Hasyim menuturkan, bahwa saat ini rakyat sangat mengharapkan pemimpin maupun wakil rakyat yang dapat dipercaya karena kepercayaan menurutnya menjadi hal yang sangat penting bagi para pemilih.
"Oleh karena itu, karakter orang yang bersih, yang tidak pernah terlibat pidana menjadi penting," katanya.
Karena itu secara aspek filosofi, karakter orang yang bersih dan tidak pernah terlibat pelanggaran pidana khususnya korupsi menjadi sesuatu yang sangat penting untuk ke depannya.
Tap MPR Penyelenggara Negara Bersih dan Bebas KKN
Kemudian mengenai aspek yuridis, Hasyim menyebut TAP MPR Nomor XI Tahun 1998 tentang Penyelenggara Negara yang Bersih dan bebas KKN masih berlaku hingga saat ini.
"Ada Undang-Undang tentang penyelenggara negara yang bersih dan bebas KKN, masih belaku gak? masih berlaku," jelas Hasyim.
Lebih dalam Hasyim menjelaskan, bahwa hal itu yang dimaksud dengan penafsiran yuridis. Yakni penafsiran secara sistematis yang tidak hanya bertumpu pada pemilu tapi juga ikut membaca berbagai macam aturan yang berkaitan dengan mengisi jabatan bernegara.
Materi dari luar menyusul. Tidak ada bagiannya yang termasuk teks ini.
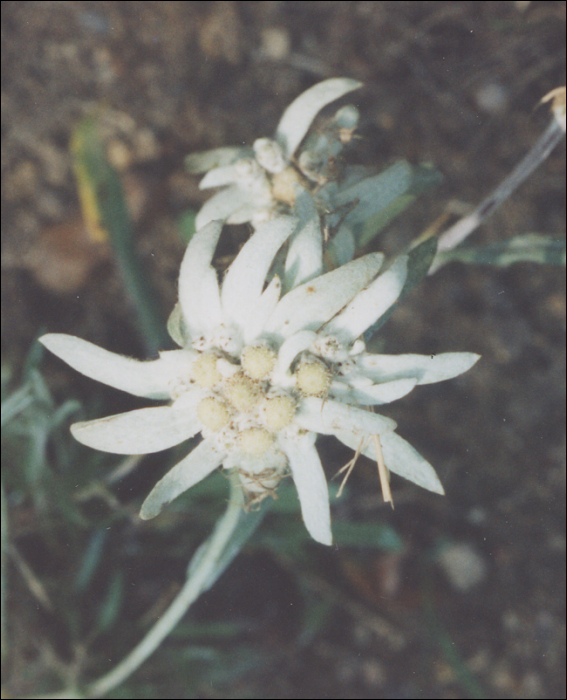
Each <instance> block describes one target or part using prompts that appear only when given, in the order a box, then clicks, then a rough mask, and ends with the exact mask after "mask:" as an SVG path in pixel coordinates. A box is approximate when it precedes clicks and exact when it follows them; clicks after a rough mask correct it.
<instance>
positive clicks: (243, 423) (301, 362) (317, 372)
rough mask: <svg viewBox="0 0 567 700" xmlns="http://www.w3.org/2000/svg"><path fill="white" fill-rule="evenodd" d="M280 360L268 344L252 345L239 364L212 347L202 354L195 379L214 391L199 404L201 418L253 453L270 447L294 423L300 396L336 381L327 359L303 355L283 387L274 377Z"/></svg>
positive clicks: (230, 441)
mask: <svg viewBox="0 0 567 700" xmlns="http://www.w3.org/2000/svg"><path fill="white" fill-rule="evenodd" d="M276 360H277V356H276V353H275V352H274V351H273V350H272V348H270V347H269V346H267V345H248V346H246V347H245V348H244V349H243V350H242V352H241V355H240V364H239V365H238V364H236V363H235V362H234V358H231V359H230V360H229V359H227V358H226V356H225V355H223V354H222V353H220V352H218V353H217V352H214V351H208V352H203V353H201V354H200V355H199V357H198V358H197V359H196V360H195V361H194V362H193V365H192V379H193V381H194V382H195V383H196V384H197V385H198V386H200V387H201V388H202V389H204V390H206V392H207V393H209V392H210V396H207V397H206V398H203V399H202V400H201V402H200V403H199V406H198V408H197V415H198V418H199V420H200V421H201V423H202V424H203V426H204V427H205V428H206V429H208V430H209V431H210V432H212V433H215V434H219V436H221V437H222V436H224V437H225V438H226V439H227V440H229V441H230V443H231V444H232V445H234V446H237V447H238V449H240V450H241V451H242V452H243V453H245V454H247V455H250V456H252V457H260V456H261V455H263V454H265V453H266V452H267V451H268V450H270V448H271V447H272V446H273V444H274V436H275V434H276V433H278V432H279V431H281V430H284V429H285V428H287V427H288V426H289V425H290V424H291V423H292V421H293V418H294V415H295V413H296V410H297V406H298V402H299V401H300V400H301V397H302V396H317V397H325V396H327V394H328V391H329V387H330V385H331V381H332V372H331V370H330V369H329V368H328V367H327V365H326V364H325V363H323V362H322V361H321V360H319V359H317V358H315V357H310V358H307V359H305V358H304V359H302V360H300V361H299V362H298V363H297V366H296V368H295V370H294V372H293V374H292V377H293V380H294V381H293V382H292V388H291V389H288V390H287V391H283V390H279V389H278V388H277V387H275V386H273V385H272V383H271V381H270V379H271V375H272V372H273V371H274V368H275V366H276Z"/></svg>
"Kalo kita baca literatur lalu kemudian kita baca konstitusi kita, yang namanya pemerintahan adalah relasi antara eksekutif dan legislatif. Kalo eksekutif ya presiden dan legislatifnya DPR. Capres dituntut bersih maka kita bisa memaknai mestinya calon anggota DPR juga bersih supaya kemudian pemerintah di atasnya juga bersih," tegas Hasyim.
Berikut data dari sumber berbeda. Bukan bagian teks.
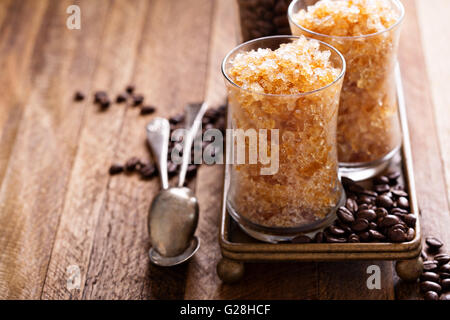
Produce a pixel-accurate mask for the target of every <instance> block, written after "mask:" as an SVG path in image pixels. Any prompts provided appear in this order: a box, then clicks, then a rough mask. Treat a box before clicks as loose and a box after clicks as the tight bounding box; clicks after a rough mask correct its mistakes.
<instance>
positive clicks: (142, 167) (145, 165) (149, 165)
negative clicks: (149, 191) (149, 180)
mask: <svg viewBox="0 0 450 320" xmlns="http://www.w3.org/2000/svg"><path fill="white" fill-rule="evenodd" d="M139 173H140V174H141V177H142V178H143V179H150V178H152V177H153V176H154V175H155V174H156V169H155V166H154V165H153V164H150V163H149V164H144V165H141V167H140V168H139Z"/></svg>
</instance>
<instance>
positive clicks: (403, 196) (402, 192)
mask: <svg viewBox="0 0 450 320" xmlns="http://www.w3.org/2000/svg"><path fill="white" fill-rule="evenodd" d="M391 192H392V194H393V195H394V196H396V197H405V198H407V197H408V194H407V193H406V192H405V191H403V190H397V189H392V190H391Z"/></svg>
Menang Pilkada Ditetapkan Tersangka
Sementara berbicara soal aspek sosiologis, Hasyim mencontohkan berdasarkan pengalaman pileg sebelumnya bahwa pada pemilihan kepala daerah pada 2018 ada dua calon yang telah ditetapkan tersangka kasus korupsi. Dan hal ini menjadi problem baru bagi KPU.
Sebab, kata Hasyim, dari pihak partai politik dan masyarakat sipil banyak bertanya bagaimana nasib dari calon tersebut, yang menang dalam pilkada tetapi telah ditetapkan sebagai tersangka.
Berkaca dari problem itu, kata Hasyim, akhirnya KPU memutuskan untuk membuat aturan baru mengenai larangan mantan napi koruptor untuk mencalonkan diri di pilkada maupun caleg.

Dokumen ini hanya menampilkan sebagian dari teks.